In Second Acquisition this Month, Amgen Buys Rodeo for $721 Million
Thousand Oaks, California-based Amgen is acquiring Seattle-based Rodeo Therapeutics. Rodeo develops small-molecule drugs that promote regeneration and repair of various tissues.
Under the terms of the deal, Amgen is buying all outstanding shares of Rodeo with a $55 million upfront payment. In addition, there are potential milestone payments that could hit $666 million in cash. The deal has been approved by the shareholders and board of directors of Rodeo.
“We are thrilled that Amgen recognizes the potential value and differentiated profile of our 15-PGDH inhibitor program,” said Thong Q. Le, president and chief executive officer of Rodeo. “With decades of experience in developing, manufacturing and commercializing innovative therapies for patients suffering from a broad range of immunologic diseases and conditions, Amgen is ideally positioned to rapidly advance our program into the clinic.”
Rodeo was founded in 2017 by Joseph Ready, Sanford Markowitz and Stanton Gerson and Accelerator Life Science Partners (ALSP). Since it was founded, the company was exclusively managed by ALSP.

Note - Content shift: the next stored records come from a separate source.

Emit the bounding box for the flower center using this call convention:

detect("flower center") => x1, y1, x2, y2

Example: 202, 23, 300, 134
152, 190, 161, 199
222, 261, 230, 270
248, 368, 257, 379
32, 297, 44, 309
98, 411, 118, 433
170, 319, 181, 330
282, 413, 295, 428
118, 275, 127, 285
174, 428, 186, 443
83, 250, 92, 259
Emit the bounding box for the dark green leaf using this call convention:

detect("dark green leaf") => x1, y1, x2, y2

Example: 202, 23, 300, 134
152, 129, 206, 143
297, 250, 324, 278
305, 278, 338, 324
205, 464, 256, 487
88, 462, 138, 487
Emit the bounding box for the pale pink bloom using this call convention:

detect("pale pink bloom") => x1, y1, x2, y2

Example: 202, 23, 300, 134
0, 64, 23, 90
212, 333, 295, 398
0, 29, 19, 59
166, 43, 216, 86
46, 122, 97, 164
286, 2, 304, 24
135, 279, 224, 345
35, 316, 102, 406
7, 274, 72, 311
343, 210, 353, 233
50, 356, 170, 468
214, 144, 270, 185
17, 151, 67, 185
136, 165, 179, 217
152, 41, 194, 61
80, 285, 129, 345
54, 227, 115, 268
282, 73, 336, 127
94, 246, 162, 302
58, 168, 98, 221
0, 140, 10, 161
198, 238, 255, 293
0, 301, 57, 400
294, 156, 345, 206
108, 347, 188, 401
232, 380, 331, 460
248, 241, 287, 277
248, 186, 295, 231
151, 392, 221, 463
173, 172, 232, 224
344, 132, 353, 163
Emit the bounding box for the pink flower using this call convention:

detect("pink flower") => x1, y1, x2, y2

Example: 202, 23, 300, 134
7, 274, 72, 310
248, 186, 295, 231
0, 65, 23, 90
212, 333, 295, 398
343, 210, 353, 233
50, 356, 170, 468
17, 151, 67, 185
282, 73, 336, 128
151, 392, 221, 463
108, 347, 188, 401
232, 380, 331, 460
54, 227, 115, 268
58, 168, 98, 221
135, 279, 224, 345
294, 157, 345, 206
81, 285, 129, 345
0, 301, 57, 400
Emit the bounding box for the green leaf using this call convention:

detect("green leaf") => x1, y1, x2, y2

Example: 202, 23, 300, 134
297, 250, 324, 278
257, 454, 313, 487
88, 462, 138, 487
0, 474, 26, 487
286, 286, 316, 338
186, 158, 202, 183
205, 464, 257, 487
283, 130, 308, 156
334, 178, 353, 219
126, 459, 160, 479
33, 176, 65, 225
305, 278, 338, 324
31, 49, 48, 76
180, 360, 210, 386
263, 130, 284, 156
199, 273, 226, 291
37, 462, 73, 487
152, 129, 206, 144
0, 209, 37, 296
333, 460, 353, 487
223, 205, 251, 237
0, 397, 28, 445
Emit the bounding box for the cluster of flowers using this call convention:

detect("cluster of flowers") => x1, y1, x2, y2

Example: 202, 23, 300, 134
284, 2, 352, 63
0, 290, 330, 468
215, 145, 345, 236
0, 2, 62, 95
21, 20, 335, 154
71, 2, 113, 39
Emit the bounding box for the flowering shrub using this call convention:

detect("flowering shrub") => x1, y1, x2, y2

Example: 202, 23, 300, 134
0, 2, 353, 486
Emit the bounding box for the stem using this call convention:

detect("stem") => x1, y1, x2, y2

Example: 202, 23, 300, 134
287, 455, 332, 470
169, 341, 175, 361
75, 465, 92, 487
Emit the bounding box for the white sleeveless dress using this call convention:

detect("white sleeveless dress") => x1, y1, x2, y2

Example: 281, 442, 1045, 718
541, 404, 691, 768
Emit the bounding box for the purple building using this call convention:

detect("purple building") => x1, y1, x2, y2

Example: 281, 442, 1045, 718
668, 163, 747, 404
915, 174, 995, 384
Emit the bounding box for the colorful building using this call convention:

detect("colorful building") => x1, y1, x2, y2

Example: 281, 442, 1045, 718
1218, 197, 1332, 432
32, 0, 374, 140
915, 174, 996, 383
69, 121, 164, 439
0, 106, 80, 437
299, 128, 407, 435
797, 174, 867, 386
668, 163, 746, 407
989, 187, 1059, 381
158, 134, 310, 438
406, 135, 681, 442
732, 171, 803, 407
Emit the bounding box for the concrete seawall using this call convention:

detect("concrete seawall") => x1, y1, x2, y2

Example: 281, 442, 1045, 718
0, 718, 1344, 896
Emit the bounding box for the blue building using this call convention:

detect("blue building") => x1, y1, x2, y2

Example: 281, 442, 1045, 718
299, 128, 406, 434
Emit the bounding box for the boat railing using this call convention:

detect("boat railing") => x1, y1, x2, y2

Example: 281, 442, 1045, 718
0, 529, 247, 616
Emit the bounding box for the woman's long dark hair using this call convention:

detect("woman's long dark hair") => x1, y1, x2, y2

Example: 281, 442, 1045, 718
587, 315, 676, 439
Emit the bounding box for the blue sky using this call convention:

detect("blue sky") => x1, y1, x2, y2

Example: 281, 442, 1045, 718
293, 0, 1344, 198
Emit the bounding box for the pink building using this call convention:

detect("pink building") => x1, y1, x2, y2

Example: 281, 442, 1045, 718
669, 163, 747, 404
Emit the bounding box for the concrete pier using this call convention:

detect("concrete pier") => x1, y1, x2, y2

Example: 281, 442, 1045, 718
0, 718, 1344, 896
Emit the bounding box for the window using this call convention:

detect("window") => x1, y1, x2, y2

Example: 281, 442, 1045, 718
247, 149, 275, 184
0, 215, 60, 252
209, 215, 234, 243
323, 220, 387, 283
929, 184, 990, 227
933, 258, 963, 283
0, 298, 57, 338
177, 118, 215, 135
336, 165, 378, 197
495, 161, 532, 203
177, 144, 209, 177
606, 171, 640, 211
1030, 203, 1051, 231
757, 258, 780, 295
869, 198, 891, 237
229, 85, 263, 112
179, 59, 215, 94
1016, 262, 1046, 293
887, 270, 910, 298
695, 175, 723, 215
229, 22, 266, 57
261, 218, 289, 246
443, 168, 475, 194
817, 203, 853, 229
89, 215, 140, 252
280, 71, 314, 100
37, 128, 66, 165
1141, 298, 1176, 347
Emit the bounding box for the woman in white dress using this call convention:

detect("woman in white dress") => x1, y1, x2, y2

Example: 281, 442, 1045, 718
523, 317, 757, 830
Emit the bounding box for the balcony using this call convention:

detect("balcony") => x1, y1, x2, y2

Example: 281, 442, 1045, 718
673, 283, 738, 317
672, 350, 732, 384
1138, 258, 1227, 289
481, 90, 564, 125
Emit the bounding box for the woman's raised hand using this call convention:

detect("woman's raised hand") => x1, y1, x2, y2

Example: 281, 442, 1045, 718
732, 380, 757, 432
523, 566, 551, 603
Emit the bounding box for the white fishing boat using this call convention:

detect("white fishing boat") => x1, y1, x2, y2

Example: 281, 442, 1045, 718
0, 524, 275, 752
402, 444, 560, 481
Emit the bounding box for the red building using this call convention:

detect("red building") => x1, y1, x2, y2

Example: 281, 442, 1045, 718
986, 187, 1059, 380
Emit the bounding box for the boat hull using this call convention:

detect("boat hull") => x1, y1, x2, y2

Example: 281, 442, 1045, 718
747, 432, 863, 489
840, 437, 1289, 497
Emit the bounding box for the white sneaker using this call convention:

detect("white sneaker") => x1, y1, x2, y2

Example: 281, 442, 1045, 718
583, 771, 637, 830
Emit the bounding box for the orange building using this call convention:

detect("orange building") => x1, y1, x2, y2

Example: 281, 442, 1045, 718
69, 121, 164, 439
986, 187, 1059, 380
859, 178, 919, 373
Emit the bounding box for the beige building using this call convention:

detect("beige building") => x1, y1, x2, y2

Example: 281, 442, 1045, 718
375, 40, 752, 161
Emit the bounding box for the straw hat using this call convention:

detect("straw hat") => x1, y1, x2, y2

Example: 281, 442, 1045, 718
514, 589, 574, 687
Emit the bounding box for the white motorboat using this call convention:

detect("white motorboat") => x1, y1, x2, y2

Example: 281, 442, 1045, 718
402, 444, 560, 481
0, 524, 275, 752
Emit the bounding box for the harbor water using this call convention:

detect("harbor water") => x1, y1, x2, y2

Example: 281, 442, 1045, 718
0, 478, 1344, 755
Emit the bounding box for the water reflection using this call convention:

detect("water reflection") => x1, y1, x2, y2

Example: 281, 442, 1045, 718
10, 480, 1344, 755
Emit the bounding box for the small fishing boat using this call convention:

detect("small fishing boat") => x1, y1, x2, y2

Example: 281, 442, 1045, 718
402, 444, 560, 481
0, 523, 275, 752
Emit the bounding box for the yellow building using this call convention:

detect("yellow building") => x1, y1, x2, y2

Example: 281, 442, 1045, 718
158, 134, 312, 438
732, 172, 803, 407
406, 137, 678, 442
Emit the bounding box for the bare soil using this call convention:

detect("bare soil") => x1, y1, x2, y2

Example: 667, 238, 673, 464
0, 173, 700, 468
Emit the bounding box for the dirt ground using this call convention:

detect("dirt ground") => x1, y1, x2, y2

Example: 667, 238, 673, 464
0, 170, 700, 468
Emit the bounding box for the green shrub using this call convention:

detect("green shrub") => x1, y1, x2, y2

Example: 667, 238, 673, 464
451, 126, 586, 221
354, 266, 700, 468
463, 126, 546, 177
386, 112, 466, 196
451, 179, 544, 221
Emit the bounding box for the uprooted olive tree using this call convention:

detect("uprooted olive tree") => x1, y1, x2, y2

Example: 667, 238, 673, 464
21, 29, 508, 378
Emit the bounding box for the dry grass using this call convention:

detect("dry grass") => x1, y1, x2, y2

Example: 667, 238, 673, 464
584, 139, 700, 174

Its initial focus was on inflammatory bowel disease and the promotion of blood cell reconstitution after bone marrow transplant. The company’s pipeline targets prostaglandin, a family of signaling molecules associated with tissue repair and regeneration. Their lead product blocks 15-prostaglandin dehydrogenase (15-PDGH), an enzyme that breaks down prostaglandin. In preclinical studies the drug appears to protect against colitis and idiopathic pulmonary fibrosis, a rare and fatal disease that involves scarring of the lungs. It also seems to promote liver degeneration.
“The enzyme 15-PGDH plays a key role in many disease-relevant processes such as stem cell self-renewal and epithelial barrier repair,” said Raymond Deshais, senior vice president of Global Research at Amgen. “Given the encouraging preclinical data to date, we are excited about the opportunity to develop a novel therapy with potential in a range of important inflammatory disease indications.”
Rodeo announced on August 31, 2020, that it has picked RTX-1688 as its lead development candidate, for inflammatory bowel disease. The drug had demonstrated significant monotherapy efficacy in an injury-induced inflammatory bowel disease model, as well as favorable in vitro and in vivo characteristics. They planned to investigate it alone and in combination with existing anti-inflammatory drugs.
Today’s deal follows a much bigger deal Amgen announced on March 4, buying Five Prime Therapeutics for $38 per share in cash for an equity value of about $1.9 billion. Five Prime is an oncology company, with its lead asset, bemarituzumab, a first-in-class, Phase III-ready anti-FGFR2b antibody. The drug had positive results in a Phase II trial in frontline advanced gastric or gastroesophageal junction (GEJ) cancer. Bemarituzumab targets FGFR2b, which is overexpressed in about 30% of non-HER2-positive gastric cancer, in addition to other solid tumors.
At the time, Robert A. Bradway, Amgen’s chairman and chief executive officer, said, “The acquisition of Five Prime offers a compelling opportunity for Amgen to strengthen our oncology portfolio with a promising late-stage, first-in-class global asset to treat gastric cancer. We look forward to welcoming the Five Prime team to Amgen and working with them to leverage our best-in-class monoclonal antibody manufacturing capabilities to supply additional clinical materials, as well as expanded production quantities, to realize the full potential of bemarituzumab for even more patients around the world as quickly as possible.”